1. Command-Line Arguments

parser = argparse.ArgumentParser()
parser.add_argument('--labels', type=str, required=True, help='path to json with keypoints train labels')
parser.add_argument('--output-name', type=str, default='prepared_train_annotation.pkl',
                    help='name of output file with prepared keypoints annotation')
parser.add_argument('--net-input-size', type=int, default=368, help='network input size')
args = parser.parse_args()

The script accepts three command-line arguments:
1. -labels: Path to the input JSON file containing COCO-style keypoint annotations (required).
2. -output-name: Name of the output file where the processed annotations will be saved (default: prepared_train_annotation.pkl).
3. -net-input-size: The input size of the network during training (default: 368).

2. Load the Input JSON

with open(args.labels, 'r') as f:
    data = json.load(f)

The script reads the input JSON file specified by -labels and loads its content into the data dictionary.

3. Organize Annotations by Image

annotations_per_image_mapping = {}
for annotation in data['annotations']:
    if annotation['num_keypoints'] != 0 and not annotation['iscrowd']:
        if annotation['image_id'] not in annotations_per_image_mapping:
            annotations_per_image_mapping[annotation['image_id']] = [[], []]
        annotations_per_image_mapping[annotation['image_id']][0].append(annotation)

The script groups annotations by image_id into the annotations_per_image_mapping dictionary.
It excludes annotations with zero keypoints or marked as "crowd" (iscrowd).

4. Handle Crowd Segmentations

crowd_segmentations_per_image_mapping = {}
for annotation in data['annotations']:
    if annotation['iscrowd']:
        if annotation['image_id'] not in crowd_segmentations_per_image_mapping:
            crowd_segmentations_per_image_mapping[annotation['image_id']] = []
        crowd_segmentations_per_image_mapping[annotation['image_id']].append(annotation['segmentation'])

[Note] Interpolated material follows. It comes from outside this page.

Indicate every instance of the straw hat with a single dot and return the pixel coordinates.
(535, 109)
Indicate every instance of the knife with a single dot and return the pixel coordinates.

for image_id, crowd_segmentations in crowd_segmentations_per_image_mapping.items():
    if image_id in annotations_per_image_mapping:
        annotations_per_image_mapping[image_id][1] = crowd_segmentations

Crowd segmentations are stored separately in crowd_segmentations_per_image_mapping.
These segmentations are later added to the corresponding images in annotations_per_image_mapping.